I was going to call this a misconception. But, in fact, the answer is that
Twitter _is_ a high-bandwidth medium. For readers.

(It's more effort for writers, but who cares about us? There are orders of
magnitude more readers than writers.)

It's true that I could dump a lot more raw information on you with a ten-
second video Tweet than a 140-character text Tweet.

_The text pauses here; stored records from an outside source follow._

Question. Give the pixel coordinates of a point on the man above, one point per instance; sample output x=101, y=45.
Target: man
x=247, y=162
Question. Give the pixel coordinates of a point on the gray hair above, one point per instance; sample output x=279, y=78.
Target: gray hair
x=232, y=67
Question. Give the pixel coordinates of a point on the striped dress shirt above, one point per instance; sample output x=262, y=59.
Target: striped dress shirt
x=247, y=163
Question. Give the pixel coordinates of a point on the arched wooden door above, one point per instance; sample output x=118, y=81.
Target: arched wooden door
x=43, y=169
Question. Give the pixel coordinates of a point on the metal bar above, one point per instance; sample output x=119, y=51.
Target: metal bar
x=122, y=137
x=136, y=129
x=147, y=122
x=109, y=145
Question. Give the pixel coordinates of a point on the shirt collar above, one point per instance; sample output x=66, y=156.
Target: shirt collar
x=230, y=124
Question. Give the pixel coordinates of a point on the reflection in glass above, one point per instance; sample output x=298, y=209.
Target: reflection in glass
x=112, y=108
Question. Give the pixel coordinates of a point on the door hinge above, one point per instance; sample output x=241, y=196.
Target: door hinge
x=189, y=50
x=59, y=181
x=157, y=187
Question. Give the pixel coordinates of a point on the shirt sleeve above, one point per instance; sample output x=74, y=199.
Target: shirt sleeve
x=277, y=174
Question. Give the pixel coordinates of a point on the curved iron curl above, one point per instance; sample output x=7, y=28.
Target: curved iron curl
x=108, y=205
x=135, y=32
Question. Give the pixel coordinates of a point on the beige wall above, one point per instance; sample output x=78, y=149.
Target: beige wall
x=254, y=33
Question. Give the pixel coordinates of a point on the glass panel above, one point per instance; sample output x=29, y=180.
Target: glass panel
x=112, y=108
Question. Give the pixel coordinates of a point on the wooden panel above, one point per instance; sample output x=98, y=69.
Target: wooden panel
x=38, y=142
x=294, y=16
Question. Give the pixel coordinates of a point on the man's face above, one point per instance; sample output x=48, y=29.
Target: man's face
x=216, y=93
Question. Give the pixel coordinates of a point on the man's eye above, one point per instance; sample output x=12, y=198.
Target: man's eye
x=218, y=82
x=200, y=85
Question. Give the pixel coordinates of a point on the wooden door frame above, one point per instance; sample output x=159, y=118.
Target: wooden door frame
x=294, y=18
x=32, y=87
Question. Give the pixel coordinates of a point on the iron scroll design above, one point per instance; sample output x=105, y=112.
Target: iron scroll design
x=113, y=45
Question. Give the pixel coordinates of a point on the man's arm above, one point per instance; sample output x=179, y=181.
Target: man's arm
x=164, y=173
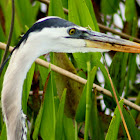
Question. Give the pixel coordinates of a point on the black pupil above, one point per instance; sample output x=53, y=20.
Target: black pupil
x=72, y=31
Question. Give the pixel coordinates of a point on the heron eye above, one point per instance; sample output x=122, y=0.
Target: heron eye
x=72, y=31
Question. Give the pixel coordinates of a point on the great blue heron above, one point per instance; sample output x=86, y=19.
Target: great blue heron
x=51, y=34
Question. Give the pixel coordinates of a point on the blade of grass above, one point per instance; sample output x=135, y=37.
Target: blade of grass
x=114, y=92
x=76, y=78
x=59, y=130
x=115, y=123
x=88, y=104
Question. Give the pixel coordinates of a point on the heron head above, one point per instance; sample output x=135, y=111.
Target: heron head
x=53, y=34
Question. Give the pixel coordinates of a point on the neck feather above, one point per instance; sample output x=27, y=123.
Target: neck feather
x=19, y=65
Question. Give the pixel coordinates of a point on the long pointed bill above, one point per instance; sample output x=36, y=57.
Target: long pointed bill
x=103, y=41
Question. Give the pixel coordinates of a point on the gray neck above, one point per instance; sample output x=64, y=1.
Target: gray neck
x=14, y=77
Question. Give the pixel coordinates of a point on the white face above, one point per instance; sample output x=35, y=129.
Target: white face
x=58, y=40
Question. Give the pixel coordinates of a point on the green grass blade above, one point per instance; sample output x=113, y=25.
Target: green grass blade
x=47, y=127
x=59, y=130
x=27, y=87
x=115, y=124
x=3, y=133
x=37, y=123
x=80, y=113
x=131, y=125
x=69, y=129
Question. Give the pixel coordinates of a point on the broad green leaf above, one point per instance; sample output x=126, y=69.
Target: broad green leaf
x=80, y=113
x=131, y=74
x=82, y=58
x=37, y=123
x=96, y=126
x=73, y=15
x=109, y=6
x=118, y=70
x=68, y=129
x=43, y=72
x=47, y=127
x=134, y=112
x=39, y=116
x=3, y=135
x=74, y=89
x=59, y=129
x=115, y=124
x=131, y=125
x=27, y=87
x=130, y=10
x=2, y=36
x=56, y=8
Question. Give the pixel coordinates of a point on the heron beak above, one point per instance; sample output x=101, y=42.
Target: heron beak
x=103, y=41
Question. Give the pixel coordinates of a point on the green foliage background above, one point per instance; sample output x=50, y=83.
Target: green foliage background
x=61, y=113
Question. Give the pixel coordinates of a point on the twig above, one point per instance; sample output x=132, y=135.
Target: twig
x=115, y=95
x=123, y=35
x=10, y=34
x=75, y=77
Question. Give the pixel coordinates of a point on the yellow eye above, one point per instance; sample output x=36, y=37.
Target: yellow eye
x=72, y=31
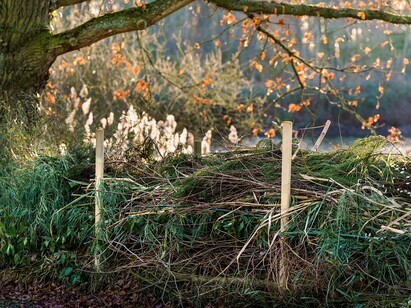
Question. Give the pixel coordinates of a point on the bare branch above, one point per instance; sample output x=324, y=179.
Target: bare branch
x=280, y=8
x=55, y=4
x=127, y=20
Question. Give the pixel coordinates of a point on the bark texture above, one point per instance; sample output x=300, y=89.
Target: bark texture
x=24, y=62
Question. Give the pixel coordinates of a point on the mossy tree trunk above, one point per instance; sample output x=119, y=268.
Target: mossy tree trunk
x=24, y=59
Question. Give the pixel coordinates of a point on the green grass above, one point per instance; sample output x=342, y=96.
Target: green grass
x=201, y=230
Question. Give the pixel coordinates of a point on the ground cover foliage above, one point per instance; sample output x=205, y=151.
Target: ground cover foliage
x=205, y=230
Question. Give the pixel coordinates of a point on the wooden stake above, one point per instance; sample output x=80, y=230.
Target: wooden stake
x=323, y=133
x=285, y=195
x=197, y=147
x=99, y=177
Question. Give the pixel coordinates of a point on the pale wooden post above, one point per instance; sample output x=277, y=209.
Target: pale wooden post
x=197, y=147
x=99, y=177
x=323, y=133
x=285, y=195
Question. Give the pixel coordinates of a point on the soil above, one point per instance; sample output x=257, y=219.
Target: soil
x=53, y=295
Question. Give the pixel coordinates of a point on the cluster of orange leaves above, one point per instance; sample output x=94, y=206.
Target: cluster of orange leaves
x=394, y=135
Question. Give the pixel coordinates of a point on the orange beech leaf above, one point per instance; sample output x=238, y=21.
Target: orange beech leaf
x=293, y=108
x=140, y=3
x=376, y=118
x=262, y=55
x=269, y=83
x=361, y=15
x=115, y=48
x=270, y=133
x=120, y=94
x=50, y=98
x=62, y=64
x=257, y=66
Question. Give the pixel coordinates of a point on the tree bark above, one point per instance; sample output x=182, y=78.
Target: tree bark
x=24, y=62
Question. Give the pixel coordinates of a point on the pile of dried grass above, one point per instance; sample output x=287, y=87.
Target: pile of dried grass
x=200, y=228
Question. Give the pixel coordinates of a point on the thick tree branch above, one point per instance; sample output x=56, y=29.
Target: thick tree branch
x=55, y=4
x=96, y=29
x=280, y=8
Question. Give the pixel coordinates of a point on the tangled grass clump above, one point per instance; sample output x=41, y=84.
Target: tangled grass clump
x=206, y=229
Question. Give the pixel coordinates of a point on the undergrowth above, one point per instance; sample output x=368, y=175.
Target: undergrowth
x=205, y=230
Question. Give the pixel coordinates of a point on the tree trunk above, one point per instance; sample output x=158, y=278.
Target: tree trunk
x=24, y=58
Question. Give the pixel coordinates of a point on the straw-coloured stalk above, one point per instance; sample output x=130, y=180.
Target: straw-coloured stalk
x=285, y=193
x=322, y=135
x=99, y=177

But most of that
information would not only be _useless_ (you probably don't care to know the
exact quality of the light falling on the bookshelf behind me, or how well I
shaved this morning) but positively _negative_ (because it will distract you,
detract from my point, and tend to engage and distract many more levels of
your brain, thus contributing to the mental cost of context-switching that is
the bane of modern existence).

What I crave as a reader, among other things [1], is a source of plain-text
links and messages (which can be followed up if desired) that are drawn from a
body of people I vaguely trust, or their immediate circle of friends; that
have been wordsmithed, at great effort, to pack the maximum content in the
minimum space; and that have been arranged on a single screen that can be
browsed without fuss or effort and that doesn't contain big blinky ads that
have been engineered to be among the most distracting things ever made. And,
what do you know, Twitter is a pretty good approximation of that, especially
for events that are evolving in real time.

\---

[1] This is kind of an important point. Twitter is one tool, for one kind of
reading. I wouldn't entirely give up blogs, or YouTube, or HN for Twitter,
just as I wouldn't give up all books for Wikipedia.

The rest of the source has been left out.